王蒙萌补充:“我只见证了两人在一起啊,暑假珂珂去青岛,陆行川追过去了,珂珂就知道他要出国了,然后不知咋弄的,两人还是确定男女关系了。貌似确定关系之后,回了北京,就谈了三天,人飞德国了。”
刘惜:“陆行川就是那种半天闷不出一个响屁的性子,我家梁哥他也就知道个皮毛。每回陆行川都找他问珂珂怎么样,他顺便就问一句。我把碎片内容拼起来啊,大概就是,陆行川的课程本来10个月,然后遇到了一个汽车行业的大拿教授带他,要做个课题,就耗到了一年半。后来珂珂家里不是出事了么?她就有些心灰意冷,最需要人安慰的时候,这人不在,她就提了分手。”
王蒙萌:“这逼够狠的,快三年了吧,都没回来过的?”
“回来过一回。”程飞扬说:“我那时候不知道他两分手,陆行川还找到了我。
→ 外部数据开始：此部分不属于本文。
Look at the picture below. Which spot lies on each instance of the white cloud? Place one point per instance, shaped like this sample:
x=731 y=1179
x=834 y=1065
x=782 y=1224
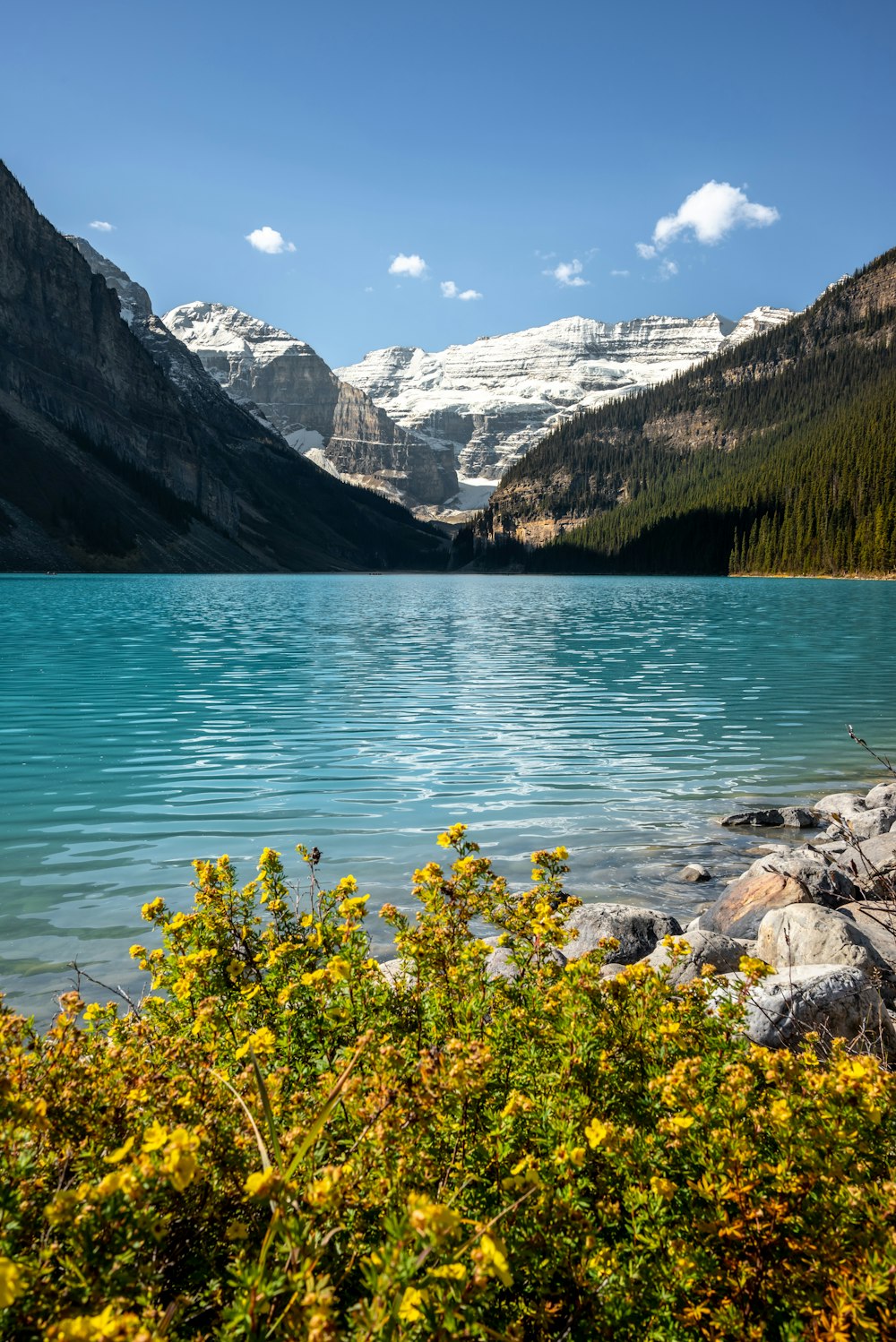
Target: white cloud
x=450 y=290
x=413 y=266
x=711 y=212
x=569 y=274
x=269 y=240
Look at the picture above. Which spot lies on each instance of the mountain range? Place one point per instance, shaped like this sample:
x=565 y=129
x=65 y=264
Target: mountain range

不过那时候珂珂不是出去旅行了么?陆行川貌似就呆了两三天,没遇到。我要是早知道他两那时候分手了,我肯定揍他一顿了。玩失踪的男人,最他妈不负责任。”
刘惜:“其实我总觉得他两这事吧,有些原因,也许掰扯一下能过去呢。听说陆行川他爸心脏病做手术了,他没办法就多待了一年。”
“别吧,”王蒙萌心有余悸,“我上回就是信了陆行川的鬼。妈蛋!恋爱三天,离开三年,我就不该帮他。”
“嘘!”程飞扬看见司珂走过来,赶紧岔开话题:“我最近发现了个清吧,里面的冰葡萄酒特好喝,关键那里面唱歌的小哥哥长得那叫一个嫩啊!声音清澈,吉他弹得好听!你们三肯定喜欢!下周带你们去啊。”